Dans mon quotidien, il y a aussi des gens. Ils se retrouvent de fait victime de mon incapacité à me prendre en main. Mes collègues qui chaque jour se déçoivent de mon manque d’implication, ma famille qui sans nouvelle pendant des semaines ne peut que se sentir oubliée, mes amis qui ont abandonné l’idée de me revoir et ces personnes qui me font confiance et qui s’imaginent sûrement vivre des choses épanouissantes à mes côtés. Comment tous ces gens peuvent-ils ne pas souffrir de ce qui aujourd’hui me handicape ?
À quoi bon se penser capable de tout quand on ne fait rien. Ni activité physique, ni réflexion, ni enrichissement personnel ; le néant. Je l’ai déjà dit mais parfois ce goût de l’effort me revient, momentanément, souvent accompagné d’émotions intenses. Comment avoir plus de contrôle dessus ? Comment le maintenir sur la durée ? Alors quand j’observe ces gens dans la rue, parfois bénévoles, parfois sportifs, parfois entourés, souvent heureux, je me questionne, comment font-ils ? Si je leur demandais “aimez-vous la vie ?”, ils me répondraient sûrement “oui“, même si beaucoup admettraient volontiers que le monde tel qu’il est aujourd’hui ne leur convient pas. Leur vie par contre, elle leur plaît.

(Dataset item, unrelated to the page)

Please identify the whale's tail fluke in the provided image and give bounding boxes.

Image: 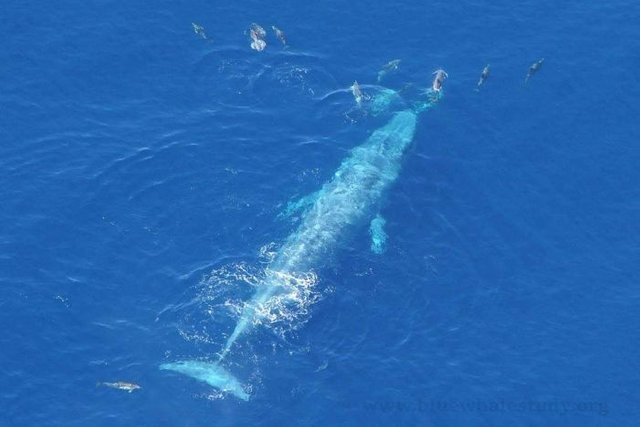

Ont-ils eu besoin de passer par ces questionnements ? Que trouvent-ils en eux pour se motiver et s’épanouir ? Ne pas penser semble être la réponse facile, pour ma part je sais que ne plus penser équivaut à ne plus essayer, ce serait m’enfermer dans une routine décevante qui n’attendrait qu’un mauvais pas pour exploser. Parfois quand je ferme les yeux, je me vois aspirer à quelque chose, à puiser en moi une force qui me permette d’avancer. Peut-être existe-t-elle. Il me suffit alors de trouver un outil pour la puiser. Un outil qui m’appartienne, à moi et à moi seul.